" Les idées, bordel !, l'éditorial de Jean-Emmanuel Ducoin dans l'Humanité de ce jour !
Six semaines… Sans céder à l’espèce
de sidération généralisée qui provoque des regards en biais sur une campagne
qui ne ressemble décidément à aucune autre, oui, vous avez quand même bien lu :
il reste quarante deux jours avant le premier tour de la présidentielle. Et,
comme chacun peut le constater avec plus ou moins d’amertume, les débats
politiques et médiatiques oscillent entre l’hystérie généralisée et une forme
de grand jeu soit disant ludique, façon PMU ou loto sportif, où chacun y va de
son pronostic en misant sur les scénarios anticipés d’un résultat pourtant
aléatoire, comme le pratiquent les bookmakers de pays voisins… Combien de temps
encore cela durera-t-il ? Combine de temps faut-il à une société
démocratique comme la nôtre pour encaisser le choc inouï d’une confrontation
quasi confisquée, pour enfin dépasser l’émotion du grand n’importe quoi et s’autorisant
une prise de hauteur qui permettrait de retrouver collectivement le chemin de
la pensée et de la raison ? Alors que la moitié des électeurs potentiels
ne savent pas toujours s’ils iront voter et pour qui, sinon pourquoi, nos
esprits éprouvés de tristesse, de colère parfois, de peur aussi, sont sommés de
n’avoir qu’un seul horizon : se déterminer en fonction du monde FN. Sauter
les étapes. Céder à tout. Et pourquoi pas se jeter soi-même par – dessus bord…

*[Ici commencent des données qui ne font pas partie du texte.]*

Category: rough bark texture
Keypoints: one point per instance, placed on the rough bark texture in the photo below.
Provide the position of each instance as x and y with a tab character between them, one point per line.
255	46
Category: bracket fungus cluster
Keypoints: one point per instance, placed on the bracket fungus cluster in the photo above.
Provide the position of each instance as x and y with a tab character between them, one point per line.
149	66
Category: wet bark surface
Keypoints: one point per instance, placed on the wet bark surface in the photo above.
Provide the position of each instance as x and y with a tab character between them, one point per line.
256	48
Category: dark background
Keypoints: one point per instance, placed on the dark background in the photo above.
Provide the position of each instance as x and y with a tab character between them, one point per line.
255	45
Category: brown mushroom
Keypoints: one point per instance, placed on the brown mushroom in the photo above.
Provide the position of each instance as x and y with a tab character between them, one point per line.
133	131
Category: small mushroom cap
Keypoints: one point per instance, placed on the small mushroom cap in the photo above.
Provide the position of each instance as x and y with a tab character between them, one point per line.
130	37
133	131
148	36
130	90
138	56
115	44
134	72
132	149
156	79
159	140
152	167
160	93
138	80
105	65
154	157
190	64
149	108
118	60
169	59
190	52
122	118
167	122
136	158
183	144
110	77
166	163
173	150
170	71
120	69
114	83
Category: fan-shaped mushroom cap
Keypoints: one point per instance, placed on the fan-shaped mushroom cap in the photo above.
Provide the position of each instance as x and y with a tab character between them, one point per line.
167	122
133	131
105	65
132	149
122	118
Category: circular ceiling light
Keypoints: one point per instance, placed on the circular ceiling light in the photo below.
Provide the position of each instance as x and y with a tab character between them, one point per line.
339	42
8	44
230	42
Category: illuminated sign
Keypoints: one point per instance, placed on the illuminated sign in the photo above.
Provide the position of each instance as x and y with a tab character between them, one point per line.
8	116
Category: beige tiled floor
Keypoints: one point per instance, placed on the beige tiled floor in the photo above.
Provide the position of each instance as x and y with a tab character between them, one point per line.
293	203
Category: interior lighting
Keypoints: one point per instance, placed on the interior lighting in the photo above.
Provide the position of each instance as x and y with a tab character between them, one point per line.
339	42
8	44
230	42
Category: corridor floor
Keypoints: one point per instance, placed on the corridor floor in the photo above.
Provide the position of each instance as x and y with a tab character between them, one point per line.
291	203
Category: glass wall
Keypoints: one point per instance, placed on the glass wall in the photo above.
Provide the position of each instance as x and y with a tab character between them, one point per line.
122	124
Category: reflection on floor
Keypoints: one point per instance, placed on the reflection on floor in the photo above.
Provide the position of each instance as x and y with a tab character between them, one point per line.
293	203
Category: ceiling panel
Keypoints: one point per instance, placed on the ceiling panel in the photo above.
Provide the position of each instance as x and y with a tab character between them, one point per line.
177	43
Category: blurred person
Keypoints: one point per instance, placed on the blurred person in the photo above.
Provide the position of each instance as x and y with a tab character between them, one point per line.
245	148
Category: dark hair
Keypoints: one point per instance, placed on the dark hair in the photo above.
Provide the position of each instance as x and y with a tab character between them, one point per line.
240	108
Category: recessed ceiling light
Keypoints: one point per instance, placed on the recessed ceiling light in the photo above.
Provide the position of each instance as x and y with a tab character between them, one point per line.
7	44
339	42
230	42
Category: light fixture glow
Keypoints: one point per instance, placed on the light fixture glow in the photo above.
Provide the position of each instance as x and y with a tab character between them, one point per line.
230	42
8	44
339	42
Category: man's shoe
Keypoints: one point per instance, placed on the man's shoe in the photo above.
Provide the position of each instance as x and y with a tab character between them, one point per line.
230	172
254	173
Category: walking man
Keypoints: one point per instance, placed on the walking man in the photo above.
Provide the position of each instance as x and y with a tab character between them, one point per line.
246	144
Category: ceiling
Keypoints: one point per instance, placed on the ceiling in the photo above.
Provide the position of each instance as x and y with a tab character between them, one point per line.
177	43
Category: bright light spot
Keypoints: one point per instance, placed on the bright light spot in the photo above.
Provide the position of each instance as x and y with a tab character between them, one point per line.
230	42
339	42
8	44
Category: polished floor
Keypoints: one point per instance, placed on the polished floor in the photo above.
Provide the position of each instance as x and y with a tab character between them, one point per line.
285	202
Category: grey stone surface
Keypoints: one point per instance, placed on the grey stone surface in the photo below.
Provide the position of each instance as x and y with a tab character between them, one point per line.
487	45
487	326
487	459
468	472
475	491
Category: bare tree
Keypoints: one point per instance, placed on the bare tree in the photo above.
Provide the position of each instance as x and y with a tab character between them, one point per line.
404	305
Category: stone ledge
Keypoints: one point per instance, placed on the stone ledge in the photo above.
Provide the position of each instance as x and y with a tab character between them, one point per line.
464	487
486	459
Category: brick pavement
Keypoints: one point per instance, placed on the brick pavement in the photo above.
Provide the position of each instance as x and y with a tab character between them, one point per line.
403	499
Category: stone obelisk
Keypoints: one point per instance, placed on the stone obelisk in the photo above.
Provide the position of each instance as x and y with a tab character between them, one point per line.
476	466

Il n’y a rien de pire que les
évidences qu’on cherche à nous imposer. Ainsi, il n’y aurait pas d’alternative
à la vague brune forcément irrépressible, pas d’autre système possible que le
libéralisme – doux ou sauvage –, pas d’autre avenir européen que celui de
Merkel – Hollande – Macron et, bien sûr, pas d’autres candidats crédibles que
ceux dont les sondages – fumisterie – nous claironnent qu’ils seront assurément
au second tour. Et les idées, bordel ! Pourquoi votons – nous ? Pour
la mise en place de minables stratégies dont les français ne veulent d’ailleurs
plus, autant de basses manœuvres commanditées qui caractérisent, plus que
jamais, la fin de l’ancien régime et la faillite d’une Ve République
à bout de souffle ? Ou votons – nous pour des idées ? Notre conviction est
simple : les électeurs vraiment de gauche ne voteront pas, cette fois,
sous la pression de certitudes qui n’en sont pas. C’est sérieux, la politique.